Discovering High Utility Episodes in Sequences
Wensheng Gan, Jerry Chun-Wei Lin, Han-Chieh Chao, Philip S. Yu

TL;DR
This paper introduces UMEpi, an efficient utility mining method for discovering high-utility episodes in complex event sequences, outperforming existing algorithms in accuracy and efficiency.
Contribution
The paper proposes a novel approach with tighter upper bounds and improved pruning strategies for high-utility episode mining in sequence data.
Findings
UMEpi accurately discovers all high-utility episodes.
UMEpi significantly reduces execution time and memory usage.

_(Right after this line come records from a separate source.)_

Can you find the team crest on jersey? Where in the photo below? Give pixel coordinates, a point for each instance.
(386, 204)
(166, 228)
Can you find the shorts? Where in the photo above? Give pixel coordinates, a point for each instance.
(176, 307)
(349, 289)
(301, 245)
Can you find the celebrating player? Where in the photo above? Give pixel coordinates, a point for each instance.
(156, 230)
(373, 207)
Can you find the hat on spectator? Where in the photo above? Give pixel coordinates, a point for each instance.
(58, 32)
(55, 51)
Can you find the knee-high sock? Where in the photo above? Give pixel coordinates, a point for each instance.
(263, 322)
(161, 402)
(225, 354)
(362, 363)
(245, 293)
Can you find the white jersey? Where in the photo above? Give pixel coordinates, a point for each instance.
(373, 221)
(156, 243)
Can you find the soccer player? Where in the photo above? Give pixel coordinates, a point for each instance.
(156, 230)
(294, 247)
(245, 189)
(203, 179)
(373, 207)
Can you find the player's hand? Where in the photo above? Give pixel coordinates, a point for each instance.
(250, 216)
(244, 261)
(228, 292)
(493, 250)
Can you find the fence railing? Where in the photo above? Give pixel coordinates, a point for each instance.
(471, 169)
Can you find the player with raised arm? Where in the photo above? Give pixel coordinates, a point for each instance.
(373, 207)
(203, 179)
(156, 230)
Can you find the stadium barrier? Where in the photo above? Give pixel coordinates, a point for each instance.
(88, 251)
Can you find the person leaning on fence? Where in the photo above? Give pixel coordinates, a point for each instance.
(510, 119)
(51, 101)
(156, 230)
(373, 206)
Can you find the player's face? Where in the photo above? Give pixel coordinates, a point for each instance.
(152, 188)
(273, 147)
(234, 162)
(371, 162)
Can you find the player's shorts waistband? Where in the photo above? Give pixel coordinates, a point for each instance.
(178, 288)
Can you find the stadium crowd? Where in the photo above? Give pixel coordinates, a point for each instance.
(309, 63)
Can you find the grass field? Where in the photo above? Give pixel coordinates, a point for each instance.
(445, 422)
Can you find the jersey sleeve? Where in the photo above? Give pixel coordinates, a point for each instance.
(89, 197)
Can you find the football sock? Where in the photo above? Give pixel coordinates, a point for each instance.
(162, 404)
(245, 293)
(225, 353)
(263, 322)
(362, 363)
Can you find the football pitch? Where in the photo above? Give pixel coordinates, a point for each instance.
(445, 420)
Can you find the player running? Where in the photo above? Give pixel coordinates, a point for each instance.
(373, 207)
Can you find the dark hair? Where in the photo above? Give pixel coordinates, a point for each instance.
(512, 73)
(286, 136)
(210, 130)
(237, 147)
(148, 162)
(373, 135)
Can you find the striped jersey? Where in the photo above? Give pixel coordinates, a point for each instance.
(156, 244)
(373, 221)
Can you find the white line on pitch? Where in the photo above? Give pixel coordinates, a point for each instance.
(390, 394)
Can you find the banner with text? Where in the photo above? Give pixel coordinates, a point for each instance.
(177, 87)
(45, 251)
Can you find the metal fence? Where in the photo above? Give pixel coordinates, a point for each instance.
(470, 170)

Experimental results outperform state-of-the-art algorithms.
Abstract
Sequence data, e.g., complex event sequence, is more commonly seen than other types of data (e.g., transaction data) in real-world applications. For the mining task from sequence data, several problems have been formulated, such as sequential pattern mining, episode mining, and sequential rule mining. As one of the fundamental problems, episode mining has often been studied. The common wisdom is that discovering frequent episodes is not useful enough. In this paper, we propose an efficient utility mining approach namely UMEpi: Utility Mining of high-utility Episodes from complex event sequence. We propose the concept of remaining utility of episode, and achieve a tighter upper bound, namely episode-weighted utilization (EWU), which will provide better pruning. Thus, the optimized EWU-based pruning strategies can achieve better improvements in mining efficiency. The search space of UMEpi…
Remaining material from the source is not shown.